Frente ao sofrimento provocado pela fome, pela violência, pela corrupção, pela desigualdade social e, atualmente, pela pandemia do coronavírus, podemos constatar a presença de uma outra pandemia chamada de “indiferença globalizada”.
Não tenho dúvida nenhuma de que a indiferença é resultado do individualismo, fundamentado num crescente egoísmo. Ninguém se sente responsável por mais nada. Ninguém tem culpa de nada. A desigualdade social, a miséria, a injustiça, a exploração e a destruição da natureza parecem hoje em dia não provocar nenhum tipo de dor na nossa entorpecida consciência. Afinal, parece que já estamos tão acostumados a nos eximir, dizendo apenas “Não tenho nada a ver com isso!” Aprendi, desde tenra idade, que, quando não existe culpado, todos somos culpados.

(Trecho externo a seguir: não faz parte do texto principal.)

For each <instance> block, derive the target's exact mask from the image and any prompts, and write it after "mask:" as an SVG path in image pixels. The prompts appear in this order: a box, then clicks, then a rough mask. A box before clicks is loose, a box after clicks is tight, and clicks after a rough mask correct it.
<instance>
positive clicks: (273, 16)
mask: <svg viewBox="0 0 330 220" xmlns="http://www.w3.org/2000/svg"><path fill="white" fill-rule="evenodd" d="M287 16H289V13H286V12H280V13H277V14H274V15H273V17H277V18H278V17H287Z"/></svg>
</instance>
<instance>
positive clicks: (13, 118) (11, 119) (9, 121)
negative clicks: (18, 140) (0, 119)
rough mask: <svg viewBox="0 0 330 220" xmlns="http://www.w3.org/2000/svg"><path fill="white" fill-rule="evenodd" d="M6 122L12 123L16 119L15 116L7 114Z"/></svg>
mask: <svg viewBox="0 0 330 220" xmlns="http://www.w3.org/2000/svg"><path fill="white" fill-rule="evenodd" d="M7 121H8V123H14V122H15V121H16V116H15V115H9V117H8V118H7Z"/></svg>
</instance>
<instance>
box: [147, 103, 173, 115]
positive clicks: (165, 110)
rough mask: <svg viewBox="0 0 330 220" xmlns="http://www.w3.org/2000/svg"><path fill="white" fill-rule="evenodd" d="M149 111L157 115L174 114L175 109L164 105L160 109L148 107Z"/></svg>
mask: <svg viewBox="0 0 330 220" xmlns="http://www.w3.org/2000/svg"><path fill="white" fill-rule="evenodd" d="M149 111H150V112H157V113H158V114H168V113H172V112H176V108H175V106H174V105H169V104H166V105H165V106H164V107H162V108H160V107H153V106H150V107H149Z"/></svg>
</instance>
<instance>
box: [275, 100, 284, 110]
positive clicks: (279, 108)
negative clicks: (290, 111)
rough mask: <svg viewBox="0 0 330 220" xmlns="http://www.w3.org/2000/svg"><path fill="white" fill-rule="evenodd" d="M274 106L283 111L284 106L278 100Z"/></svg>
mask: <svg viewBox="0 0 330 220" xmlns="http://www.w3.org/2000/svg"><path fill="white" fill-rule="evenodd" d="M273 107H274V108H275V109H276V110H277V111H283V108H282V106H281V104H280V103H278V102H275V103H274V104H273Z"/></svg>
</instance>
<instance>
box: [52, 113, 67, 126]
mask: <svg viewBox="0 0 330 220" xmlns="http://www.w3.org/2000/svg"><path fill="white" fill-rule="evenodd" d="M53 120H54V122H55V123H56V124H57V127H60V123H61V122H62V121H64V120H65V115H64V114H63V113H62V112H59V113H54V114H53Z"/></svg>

O individualismo vem tomando proporções cada vez maiores. Reina na nossa sociedade um egoísmo que motiva à intolerância e ao desrespeito. Afinal de contas, o que importa é que eu seja o centro do universo e das atenções! Tudo tem que ser do jeito que eu penso, do jeito que eu quero e do jeito que eu gosto que seja sempre!
Hoje, parece, que somos levados a pensar somente em nós mesmos, nas nossas metas, nos nossos interesses e ponto final! Já não nos importa o que vai acontecer com as outras pessoas, o que importa é o nosso bem-estar, é poder lucrar, é acumular e alcançar os nossos próprios objetivos. Não podemos negar que o individualismo, infelizmente, já faz parte, em todos os aspectos, da nossa vida, nestes tempos de modernidade, e tem se tornado um grande mal para a humanidade.
Vejo forte influência para a indiferença ser provocada pelo mau uso das novas tecnologias, mudanças para pior no comportamento causadas pela dependência dos smartphones e das redes sociais. Não podemos negar, quantas surpresas e decepções se materializam também neste espaço do mundo virtual! Os laços de promoção da vida, construídos pela graça do encontro e da presença real são desfeitos num átimo de tempo.
É um contexto complexo, eu sei, e com mudanças instantâneas, onde tudo ocorre velozmente e a um curtíssimo prazo. O triste é constatar que, prisioneiros do individualismo e praticantes da indiferença, vamos nos tornando mestres em conectar nossa vida com as superficialidades e desconectá-la dos valores, daquilo que realmente somos, da nossa fé, da nossa essência e da nossa origem.
Alerta-nos o Santo Padre, o Papa Francisco: “A primeira forma de indiferença na sociedade humana é a indiferença para com Deus, da qual deriva também a indiferença para com o próximo e a criação. Trata-se de um dos graves efeitos dum falso humanismo e do materialismo prático, combinados com um pensamento relativista e niilista. O homem pensa que é o autor de si mesmo, da sua vida e da sociedade; sente-se autossuficiente e visa não só ocupar o lugar de Deus, mas prescindir completamente d’Ele; consequentemente, pensa que não deve nada a ninguém, exceto a si mesmo, e pretende ter apenas direitos”1.
Creio que, para não permitir o crescimento da globalização da indiferença e sua consolidação, é urgente criar uma cultura de solidariedade e de misericórdia, alicerçada no amor incondicional. Isto começa no nosso coração. Ou seja, na maneira como amamos e servimos os nossos semelhantes, no jeito que preservamos a vida e a natureza, no uso crítico dos meios de comunicação, na disponibilidade para atender os mais necessitados e sofredores, na pureza do olhar, no compromisso com a justiça e a verdade e no jeito sempre terno de fazer a vida ser preservada, apesar do ruim que acontece.
Desejo que minhas humildes palavras, talvez, lhes sirvam para um bom momento de reflexão. Se assim for,
Boa reflexão, então!
Convento São Francisco, Campo Grande, MS, 14 de abril de 2021.